Increasing amounts of high-dimensional data are being collected and analyzed in a diverse range of research areas. In practice, data scientists face significant analytic challenges when exploring and understanding the complex and high-dimensional data. Statistical inference of high-dimensional data is essential in theoretical and applied research of statistics, biostatistics, econometrics, geoscience, machine learning, signal processing, and many others. Big Data has rapidly reshaped statistical modeling and revolutionized statistical analysis. There exist many challenges and open problems, whose solutions require innovative ideas and techniques. This project will address new challenges arising in high-dimensional hypothesis testing.
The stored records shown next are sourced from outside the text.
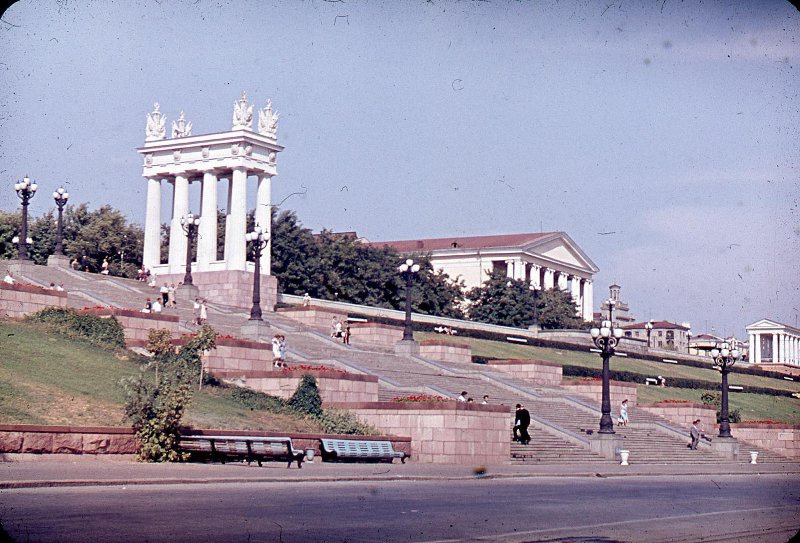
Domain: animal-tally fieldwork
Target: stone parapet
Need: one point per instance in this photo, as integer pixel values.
(593, 390)
(334, 386)
(374, 333)
(20, 299)
(228, 287)
(458, 353)
(537, 372)
(783, 439)
(136, 325)
(24, 438)
(314, 316)
(683, 414)
(444, 432)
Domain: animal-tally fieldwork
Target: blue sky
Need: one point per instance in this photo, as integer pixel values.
(661, 136)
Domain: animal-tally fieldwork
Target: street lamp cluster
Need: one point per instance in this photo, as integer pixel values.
(606, 339)
(25, 190)
(258, 239)
(407, 270)
(724, 356)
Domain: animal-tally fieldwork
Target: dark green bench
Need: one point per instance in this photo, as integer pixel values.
(249, 448)
(360, 449)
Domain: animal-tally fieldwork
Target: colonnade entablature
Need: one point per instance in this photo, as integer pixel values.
(207, 159)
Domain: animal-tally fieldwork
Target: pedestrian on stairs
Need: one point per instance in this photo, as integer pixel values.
(521, 423)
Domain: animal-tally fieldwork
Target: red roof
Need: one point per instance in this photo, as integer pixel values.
(657, 325)
(467, 242)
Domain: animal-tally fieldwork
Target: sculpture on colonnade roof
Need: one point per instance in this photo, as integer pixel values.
(268, 120)
(155, 124)
(181, 128)
(242, 113)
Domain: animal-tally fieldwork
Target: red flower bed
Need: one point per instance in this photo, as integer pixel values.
(306, 367)
(420, 398)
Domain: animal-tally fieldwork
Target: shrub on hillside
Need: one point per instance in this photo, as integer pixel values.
(99, 330)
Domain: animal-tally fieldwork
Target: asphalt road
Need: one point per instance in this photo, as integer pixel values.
(665, 508)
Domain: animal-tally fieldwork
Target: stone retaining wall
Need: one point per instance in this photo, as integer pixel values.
(135, 324)
(784, 439)
(316, 317)
(19, 300)
(593, 390)
(458, 353)
(374, 333)
(683, 414)
(534, 371)
(334, 387)
(24, 438)
(444, 432)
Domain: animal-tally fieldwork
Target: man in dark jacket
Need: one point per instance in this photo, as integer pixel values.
(521, 423)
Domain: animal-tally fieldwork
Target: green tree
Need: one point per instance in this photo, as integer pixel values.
(504, 301)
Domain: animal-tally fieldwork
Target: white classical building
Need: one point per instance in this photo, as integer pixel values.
(774, 343)
(230, 157)
(545, 260)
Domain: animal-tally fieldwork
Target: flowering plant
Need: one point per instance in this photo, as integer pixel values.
(420, 398)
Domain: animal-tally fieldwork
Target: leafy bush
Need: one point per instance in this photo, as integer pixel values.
(306, 398)
(105, 331)
(334, 421)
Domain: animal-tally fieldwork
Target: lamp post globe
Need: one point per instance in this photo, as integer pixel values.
(725, 357)
(60, 196)
(25, 190)
(189, 223)
(258, 240)
(606, 338)
(407, 270)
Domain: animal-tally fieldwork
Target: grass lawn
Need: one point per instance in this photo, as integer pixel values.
(48, 379)
(751, 406)
(496, 349)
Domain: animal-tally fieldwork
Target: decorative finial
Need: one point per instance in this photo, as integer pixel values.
(155, 124)
(242, 113)
(181, 128)
(268, 121)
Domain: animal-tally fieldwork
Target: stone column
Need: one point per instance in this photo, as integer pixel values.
(235, 249)
(177, 237)
(264, 219)
(207, 232)
(774, 347)
(535, 271)
(588, 300)
(152, 225)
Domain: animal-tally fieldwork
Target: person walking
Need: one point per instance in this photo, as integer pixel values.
(521, 423)
(623, 413)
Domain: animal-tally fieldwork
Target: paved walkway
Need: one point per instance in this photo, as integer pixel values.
(30, 471)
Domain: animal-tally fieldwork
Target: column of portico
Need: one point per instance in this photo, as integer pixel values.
(548, 278)
(177, 238)
(588, 300)
(263, 218)
(535, 276)
(236, 221)
(152, 224)
(207, 231)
Testing high-dimensional structural parameters plays a vital role in estimating and quantifying uncertainty, making informed choices, and discovering knowledge from Big Data. In this project, novel statistical methods and theory are developed to study three important topics of high-dimensional hypothesis testing: (1) power enhancement tests for high-dimensional covariance matrices, (2) power enhancement tests for high-dimensional mean vectors, and (3) nonlinear statistical dependence of high-dimensional data. The research outcomes will provide powerful analytic tools for solving open problems in three research topics. The methods and theory are general, and they can be directly extended to address other important hypothesis testings for high-dimensional data such as testing in high-dimensional spiked models. Software packages will be developed to make the research outcomes readily available to other researchers and practitioners.
This award reflects NSF's statutory mission and has been deemed worthy of support through evaluation using the Foundation's intellectual merit and broader impacts review criteria.